Italian mafia fugitive arrested in Colombia after 4 years on the run is seen visiting Pablo Escobar's grave
Italian police announced on Friday the arrest in Colombia of a dangerous fugitive accused of being the intermediary between the Latin American country's drug cartels and the Naples mafia.
Luigi Belvedere has been sentenced to almost 19 years in jail for international drug trafficking but has been on the run since December 2020.
He was captured in the Colombian city of Medellin overnight.
In announcing his arrest, Italian police released a photo of Belvedere visiting the grave of Pablo Escobar, the founder and boss of the Medellin cartel, who was killed by police in 1993.
Belvedere, a broker from Caserta, north of Naples, "specialized in the illegal importation of cocaine (and) acted as an intermediary between Colombia cartels and some of the clans of the Casalesi," the Italian interior ministry said in a statement,
The Casalesi are a notorious branch of the Camorra mafia. Naples has been the traditional base for the mafia-type Camorra syndicate, an umbrella for many different clans.
Investigators located him in Columbia, where they said he was "active in the organization of drug shipments from South America to Europe," in part because of his use of a "well-known messaging system," police said.
Belvedere, believed to be around 32 years old and who was on the Italian interior ministry's list of dangerous fugitives, was tracked down with the support of Columbian investigators and European Union policing body Europol.

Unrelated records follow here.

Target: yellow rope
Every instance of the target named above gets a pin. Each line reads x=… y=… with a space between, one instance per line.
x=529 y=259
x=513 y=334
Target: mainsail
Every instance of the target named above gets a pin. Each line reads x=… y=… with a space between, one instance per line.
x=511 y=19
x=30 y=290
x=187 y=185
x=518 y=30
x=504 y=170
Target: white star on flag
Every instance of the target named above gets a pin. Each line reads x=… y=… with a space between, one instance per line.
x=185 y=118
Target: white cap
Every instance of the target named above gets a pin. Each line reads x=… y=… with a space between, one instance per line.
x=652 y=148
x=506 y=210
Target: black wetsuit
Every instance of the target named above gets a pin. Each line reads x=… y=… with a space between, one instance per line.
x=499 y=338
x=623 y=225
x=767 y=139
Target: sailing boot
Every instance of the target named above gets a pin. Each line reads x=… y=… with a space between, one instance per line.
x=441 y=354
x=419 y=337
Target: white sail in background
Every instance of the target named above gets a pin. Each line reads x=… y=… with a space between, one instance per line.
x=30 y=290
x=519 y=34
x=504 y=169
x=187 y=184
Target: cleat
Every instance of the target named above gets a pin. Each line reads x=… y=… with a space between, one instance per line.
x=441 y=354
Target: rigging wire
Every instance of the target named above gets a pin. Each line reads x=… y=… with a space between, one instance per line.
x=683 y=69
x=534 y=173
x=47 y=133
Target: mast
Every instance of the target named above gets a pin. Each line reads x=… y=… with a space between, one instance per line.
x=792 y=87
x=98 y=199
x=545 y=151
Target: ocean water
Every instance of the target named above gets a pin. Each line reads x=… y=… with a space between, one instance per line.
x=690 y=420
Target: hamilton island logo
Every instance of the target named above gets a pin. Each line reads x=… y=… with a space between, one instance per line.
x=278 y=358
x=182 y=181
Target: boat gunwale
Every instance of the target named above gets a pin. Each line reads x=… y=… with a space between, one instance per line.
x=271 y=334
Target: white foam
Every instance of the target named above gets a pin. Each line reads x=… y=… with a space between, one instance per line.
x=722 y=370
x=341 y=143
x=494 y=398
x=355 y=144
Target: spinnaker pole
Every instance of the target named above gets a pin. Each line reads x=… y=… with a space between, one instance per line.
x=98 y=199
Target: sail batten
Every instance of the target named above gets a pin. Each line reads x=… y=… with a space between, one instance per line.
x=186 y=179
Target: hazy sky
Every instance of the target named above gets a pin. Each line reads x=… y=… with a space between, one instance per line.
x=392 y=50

The arrest comes about three months after a Norwegian man accused of leading a crime ring that trafficked cocaine from South America to Europe on sailboats was captured in Colombia. Pazooki Farhad — dubbed "The Profesor" — was detained at El Dorado airport, while his alleged right-hand man and fellow Norwegian Bernsten Bjarte was captured in the Caribbean coastal city of Barranquilla, police said.